Hi All,
I am trying to trim this adapter I have (NEB-SE.fa= AGATCGGAAGAGCACACGTCTGAACTCCAGTCAC
) using trimmomatic using command below:
java -jar trimmomatic-0.36.jar SE -phred33 seqL_1_GACGAC_L003_R1_001.fastq trimmed_output.fastq ILLUMINACLIP:NEB-SE.fa:2:30:10 LEADING:3 TRAILING:3 SLIDINGWINDOW:4:15 MINLEN:18
It trims the full lenght adapter:
cat trimmed_output.fastq | head -n 20000 | grep AGATCGGAAGAGCACACGTCTGAACTCCAGTCAC
And doesn't trim sequences below lenght 18 (since I have used the parameter 'MINLEN:18'
cat trimmed_output.fastq | head -n 20000 | grep AGATCGGAAGAGCA
TCTGTAATACTCTAACTTGGAAGATCGGAAGAGCACGCGTCTGAACTCCA
AAACTTTCAACAACGGATCTCTTGGTTCTGGCATCGAGATCGGAAGAGCA
TCTTTGATGGCCTAACGGTCATGATTTCCGCTTGTAGATCGGAAGAGCAC
ACATATTCTTTTTAAGAGTATAAAATTGACTGTGAGATCGGAAGAGCACA
CGCGGGAGACCGGGGTTCAATTCCCCGTACCGGAACAGATCGGAAGAGCA
TCCGAATTAGTGTAGGGGTTAACATAACTCGCTTTAGATCGGAAGAGCAC
TCTTTGATGGTCTAACGGTCATGATTTCCGCTTGAGATCGGAAGAGCAAC
I did the blast search on the genome and I can see AGATCGGAAGAG sequence present in the genome, but not sequence AGATCGGAAGAGCA
(confirming this sequence to be part of the adapter). How do I accurately trim the adapter sequence sequence without trimming the genomic sequence OR in this case choose MINLEN accurately? Your help would be greatly appreciated.

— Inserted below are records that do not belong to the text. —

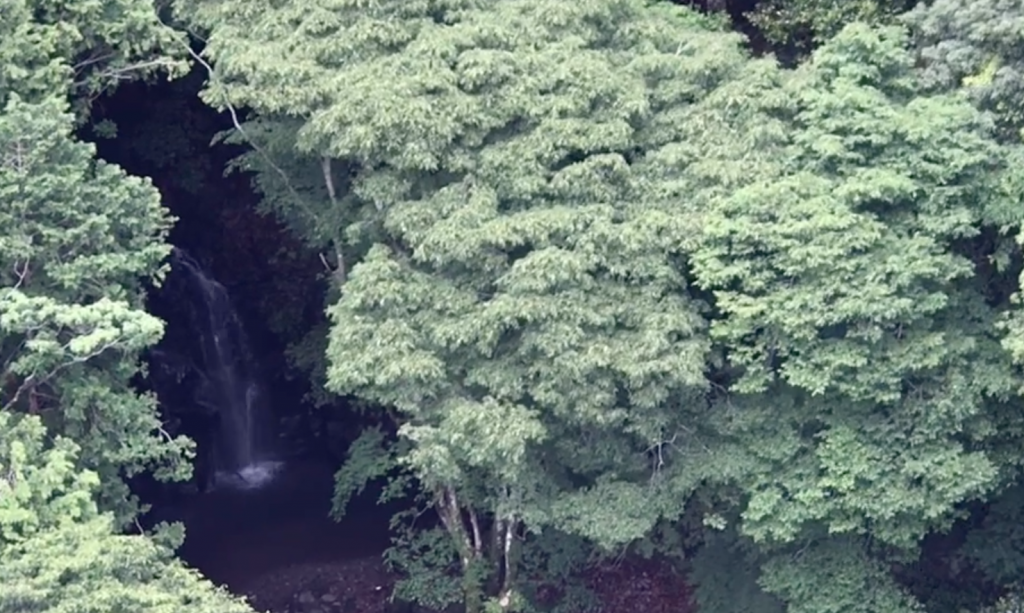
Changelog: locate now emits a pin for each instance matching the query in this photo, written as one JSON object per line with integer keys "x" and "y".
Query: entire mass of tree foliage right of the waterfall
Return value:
{"x": 608, "y": 261}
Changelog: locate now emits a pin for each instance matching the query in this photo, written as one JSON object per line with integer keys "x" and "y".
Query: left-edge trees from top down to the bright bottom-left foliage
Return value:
{"x": 79, "y": 239}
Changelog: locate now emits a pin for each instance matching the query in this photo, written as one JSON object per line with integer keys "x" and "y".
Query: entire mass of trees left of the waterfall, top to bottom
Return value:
{"x": 78, "y": 239}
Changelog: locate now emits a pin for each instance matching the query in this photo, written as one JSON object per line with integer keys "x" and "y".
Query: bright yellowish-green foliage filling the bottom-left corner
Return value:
{"x": 60, "y": 554}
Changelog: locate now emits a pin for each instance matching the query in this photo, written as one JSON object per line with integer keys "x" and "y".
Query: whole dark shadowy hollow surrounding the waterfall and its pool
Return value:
{"x": 223, "y": 361}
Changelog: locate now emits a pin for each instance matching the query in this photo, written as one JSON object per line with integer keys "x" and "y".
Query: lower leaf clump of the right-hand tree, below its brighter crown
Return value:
{"x": 857, "y": 485}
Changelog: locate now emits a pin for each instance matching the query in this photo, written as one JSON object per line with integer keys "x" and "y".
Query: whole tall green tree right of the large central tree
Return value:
{"x": 846, "y": 223}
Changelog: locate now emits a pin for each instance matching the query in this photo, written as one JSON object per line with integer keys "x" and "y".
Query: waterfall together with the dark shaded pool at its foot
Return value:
{"x": 262, "y": 508}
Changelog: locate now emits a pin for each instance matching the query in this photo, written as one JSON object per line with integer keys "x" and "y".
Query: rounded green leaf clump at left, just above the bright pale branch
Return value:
{"x": 83, "y": 227}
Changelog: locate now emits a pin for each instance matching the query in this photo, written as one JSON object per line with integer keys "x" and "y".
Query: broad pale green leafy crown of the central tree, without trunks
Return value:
{"x": 527, "y": 315}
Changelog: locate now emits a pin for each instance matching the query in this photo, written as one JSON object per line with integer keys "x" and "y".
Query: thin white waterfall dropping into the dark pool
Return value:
{"x": 230, "y": 386}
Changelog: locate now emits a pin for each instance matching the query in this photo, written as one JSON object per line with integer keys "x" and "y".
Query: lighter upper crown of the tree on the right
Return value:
{"x": 844, "y": 250}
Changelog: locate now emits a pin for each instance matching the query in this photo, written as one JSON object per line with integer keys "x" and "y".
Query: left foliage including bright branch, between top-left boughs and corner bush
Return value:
{"x": 78, "y": 236}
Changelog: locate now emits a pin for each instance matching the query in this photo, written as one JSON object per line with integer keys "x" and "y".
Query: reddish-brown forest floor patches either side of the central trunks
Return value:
{"x": 364, "y": 586}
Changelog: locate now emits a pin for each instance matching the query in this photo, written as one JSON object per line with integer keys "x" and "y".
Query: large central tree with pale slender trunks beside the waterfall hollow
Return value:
{"x": 520, "y": 306}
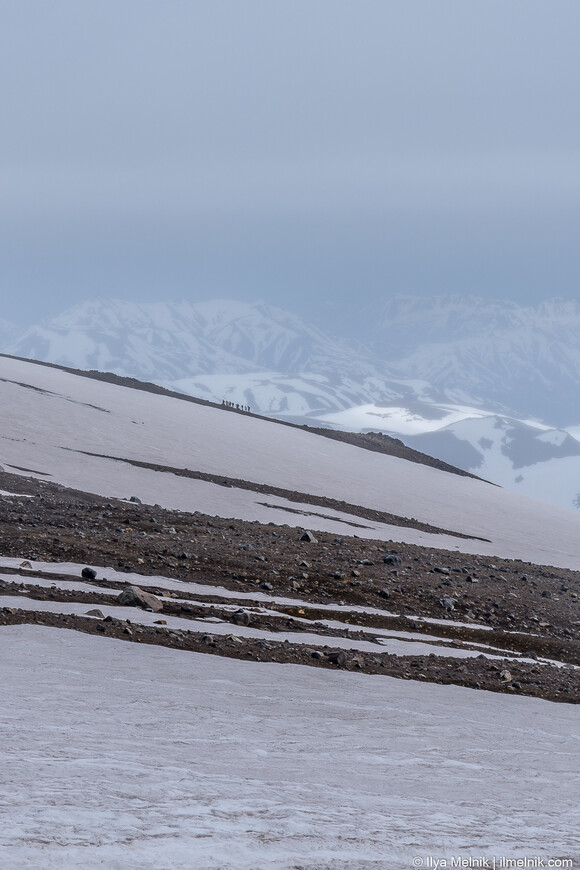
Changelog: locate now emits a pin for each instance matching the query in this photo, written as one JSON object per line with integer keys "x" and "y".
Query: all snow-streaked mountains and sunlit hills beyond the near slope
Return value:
{"x": 457, "y": 377}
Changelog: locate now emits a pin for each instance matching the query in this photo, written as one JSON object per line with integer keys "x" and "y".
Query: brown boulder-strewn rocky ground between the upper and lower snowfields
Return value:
{"x": 529, "y": 609}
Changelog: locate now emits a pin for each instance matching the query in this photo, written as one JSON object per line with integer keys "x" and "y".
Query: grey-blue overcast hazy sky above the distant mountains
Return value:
{"x": 277, "y": 149}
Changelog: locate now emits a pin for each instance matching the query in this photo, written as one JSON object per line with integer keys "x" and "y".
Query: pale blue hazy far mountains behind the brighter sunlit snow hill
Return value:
{"x": 492, "y": 354}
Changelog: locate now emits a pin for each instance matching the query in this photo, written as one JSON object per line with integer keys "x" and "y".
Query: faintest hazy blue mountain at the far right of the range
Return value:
{"x": 523, "y": 357}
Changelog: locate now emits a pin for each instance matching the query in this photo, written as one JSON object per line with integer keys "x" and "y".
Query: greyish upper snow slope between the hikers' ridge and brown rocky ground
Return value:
{"x": 104, "y": 418}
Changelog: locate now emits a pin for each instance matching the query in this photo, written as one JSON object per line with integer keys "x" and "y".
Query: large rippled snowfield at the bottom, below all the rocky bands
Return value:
{"x": 127, "y": 755}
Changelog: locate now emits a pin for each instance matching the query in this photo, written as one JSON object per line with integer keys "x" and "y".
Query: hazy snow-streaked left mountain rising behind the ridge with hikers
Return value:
{"x": 257, "y": 355}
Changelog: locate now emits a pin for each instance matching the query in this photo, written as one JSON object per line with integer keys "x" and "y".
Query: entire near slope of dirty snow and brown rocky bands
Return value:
{"x": 378, "y": 691}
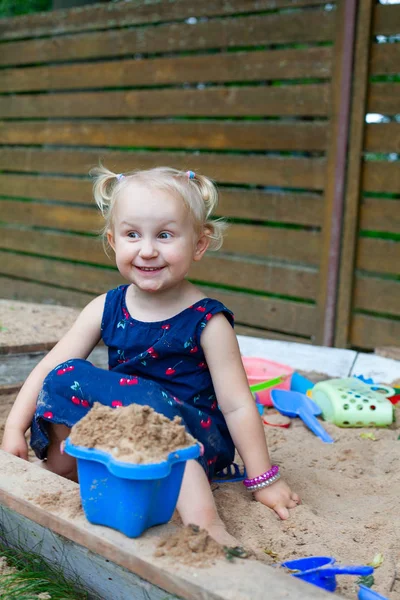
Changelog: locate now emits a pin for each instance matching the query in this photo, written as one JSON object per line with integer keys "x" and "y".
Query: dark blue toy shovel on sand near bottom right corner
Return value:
{"x": 321, "y": 570}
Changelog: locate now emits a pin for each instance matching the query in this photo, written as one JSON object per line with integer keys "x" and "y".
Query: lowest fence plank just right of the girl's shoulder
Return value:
{"x": 283, "y": 316}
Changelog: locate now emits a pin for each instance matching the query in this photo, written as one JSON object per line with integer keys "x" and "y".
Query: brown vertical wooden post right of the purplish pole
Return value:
{"x": 353, "y": 181}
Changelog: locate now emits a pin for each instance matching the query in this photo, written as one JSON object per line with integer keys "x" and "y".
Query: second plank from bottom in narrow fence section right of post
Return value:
{"x": 377, "y": 295}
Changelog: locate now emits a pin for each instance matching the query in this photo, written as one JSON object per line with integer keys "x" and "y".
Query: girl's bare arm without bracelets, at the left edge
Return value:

Sorry. My original question was a bit confusing, I have just edited my question. I want to understand how to accurately choose the minimum length of the adapter to be trimmed. Should I first do the blast search within the genome (as I have mentioned above) and determine the minimum legth for the adapter trimming?
Since
AGATCGGAAGAGCA
is the core sequence you want to identify you can start with ak
of about half of the length of that core sequence. You could reduce it further but then time/memory requirements would likely go up.Trimmomatic manual describes this process on page 6-7.
Thank you so much. So if
AGATCGGAAGAGCACACGTCTGAACTCCAGTCAC
is my adapter sequence (length=34), are you saying that I can choose k=34/2 =17? Could you please clarify this?Imagine taking pieces of that string and trying to find an initial alignment. Smaller the piece easier you would be able to find the initial alignment. So for that adapter you can choose a string somewhere between a third and half size as a start.
Thank you. I was able to work it out. I have also set minimum and maximum length built in
bbduk.sh
for the reads to be 18-30 bases so I only have small RNAs in my data.